Mother’s chilling honesty about having a child with an inoperable brain tumor

March 28, 2020

We first heard about Vivian Rose via her social media page Vivian Rose Weaver Defeat DIPG Foundation.

Her innocent smile and golden, wavy locks stopped us dead in our tracks. We read cancer warrior next to her “About” section.

How could a child so perfect, so wonderful, and so teeny tiny have a less than a 1% chance of survival?

Doctors gave her mother and father the devastating news on February 1, 2018 – she had been diagnosed with brain cancer. They have been living with this for just months. Yet, they have been fighting every second…every hour…every day for their sweet girl.

They are also fighting for other children diagnosed with DIPG – an inoperable brain tumor. Average life expectancy of DIPG is 6 months to a year.

Hear more from mother, Kate Weaver. Her courage and her strength are heroic.

Our daughter, Vivian Rose Weaver, is a smart, articulate, funny, sweet, thoughtful, imaginative, precocious, 3.5 year old.

She is full of love for life and people. She loves princesses and superheroes. She loves art, she loves her friends, she loves her large extended family and she really loves ballet. She is excited for her first recital in June.

On the evening of Monday, January 29, 2018 Vivian was riding her electric four-wheeler and complained of a headache. Her Dad, an ER Physician, sat Vivian on the lawn and briefly examined her. She had previously been diagnosed with strabismus, the most common eye deviation problem in children, and we hadn’t been too worried about it. But, when her father noticed a subtle facial nerve palsy, he was immediately concerned.

An MRI performed two days later confirmed our worst fear.

Vivian was diagnosed with a large brain stem tumor. She was immediately transferred to Oregon Health and Sciences University where a shunt was placed. This drain allowed pressure in the brain to normalize and the facial weakness and eye deviation gradually improved.

That day we heard the term “DIPG” for the first time. As we discussed Vivian’s case with the pediatric neuro-oncologist, the significance of the diagnosis became clear: No surgical options. No known effective chemotherapy options. A uniformly fatal disease. Our baby was given less than a year to live.

It’s difficult to describe the crushing nature of this news.

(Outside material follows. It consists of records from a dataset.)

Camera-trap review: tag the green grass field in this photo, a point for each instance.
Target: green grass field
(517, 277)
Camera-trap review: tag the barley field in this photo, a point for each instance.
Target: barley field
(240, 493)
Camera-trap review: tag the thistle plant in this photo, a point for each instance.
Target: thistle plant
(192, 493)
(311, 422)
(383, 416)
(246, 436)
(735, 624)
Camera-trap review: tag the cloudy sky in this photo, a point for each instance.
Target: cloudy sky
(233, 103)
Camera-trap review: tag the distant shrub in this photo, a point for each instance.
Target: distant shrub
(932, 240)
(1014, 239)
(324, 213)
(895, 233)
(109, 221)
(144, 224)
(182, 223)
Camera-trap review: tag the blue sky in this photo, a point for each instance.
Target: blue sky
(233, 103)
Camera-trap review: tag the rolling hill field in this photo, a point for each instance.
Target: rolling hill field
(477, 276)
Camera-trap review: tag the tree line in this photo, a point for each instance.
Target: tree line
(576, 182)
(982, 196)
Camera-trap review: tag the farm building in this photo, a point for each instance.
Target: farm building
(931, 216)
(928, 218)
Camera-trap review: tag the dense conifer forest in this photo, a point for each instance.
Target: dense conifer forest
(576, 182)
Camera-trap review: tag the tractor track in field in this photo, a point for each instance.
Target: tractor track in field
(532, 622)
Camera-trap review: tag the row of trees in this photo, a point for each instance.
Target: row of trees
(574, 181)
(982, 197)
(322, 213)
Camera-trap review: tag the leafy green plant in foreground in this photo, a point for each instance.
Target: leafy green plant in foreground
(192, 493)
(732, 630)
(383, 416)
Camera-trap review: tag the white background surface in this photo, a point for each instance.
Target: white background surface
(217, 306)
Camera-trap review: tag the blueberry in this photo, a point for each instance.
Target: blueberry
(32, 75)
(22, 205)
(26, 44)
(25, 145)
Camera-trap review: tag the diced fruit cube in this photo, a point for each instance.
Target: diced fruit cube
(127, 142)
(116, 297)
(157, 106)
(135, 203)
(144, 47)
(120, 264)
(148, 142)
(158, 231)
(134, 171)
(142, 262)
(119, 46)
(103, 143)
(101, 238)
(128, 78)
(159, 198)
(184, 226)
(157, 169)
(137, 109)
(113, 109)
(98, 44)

Vivian bravely completed six weeks of daily radiation therapy. Concurrently, she participated in a trial of a chemotherapy drug, AZD 1775. This was a challenging six weeks for Vivian and our family.

We moved into a friend’s condo in Portland, returning home each weekend. Each day, we were at the hospital, and given Vivian’s young age and presumed inability to remain motionless for the duration of each radiation treatment, she was sedated. Each day, Vivian insisted on walking into the radiation suite and climbing onto the radiation table herself. She would hold out her arm so they could access her PICC line, and she would insist on holding something scented near her nose, so she wouldn’t taste the medicine as it was infused.

She never cried. She never complained or struggled, but she didn’t like it at all.

Each day, as the medicine was infused and as we snuggled close to one another, she would fall asleep in our arms. We would lay her limp body onto the table and watch them carefully position her. We would step out of the room and wait for them to call us back. Then we would sit with her as she gradually awoke.

Vivian couldn’t eat for six hours before the sedation. Immediately after awakening from sedation, she would take her chemo pills, then wait two more hours to eat. This was probably the most difficult and challenging aspect of these six weeks. Vivian would miss breakfast every day. She was typically cleared to eat by noon, but her appetite was gone and she would often fall asleep by then. She would often go 16-hours at a time without food. She lost 12% of her body weight, blood counts went down, and she received one blood transfusion during the 4th week of treatment.

Despite all of this, and the many appointments and long days in the hospital, Vivian rarely complained.

Today, she is almost symptom free. We believe we picked up on her symptoms earlier than normal, allowing for an earlier diagnosis and initiation of treatment earlier in the disease process. We are thankful that she is doing so well.

We will soon go to Walt Disney World through Make-A-Wish. Each time I realize we have a “wish kid” it brings tears to my eyes and puts a knot in my stomach Vivian is running around, dancing, laughing and behaving like any normal 3 year old, and we struggle to rationalize what we see and what we know.

Our faith, gives us HOPE. We have already seen dozens of lives changed since Vivian’s diagnosis. It has brought people closer to God. We pray that continues, and know that He has a greater plan than we do.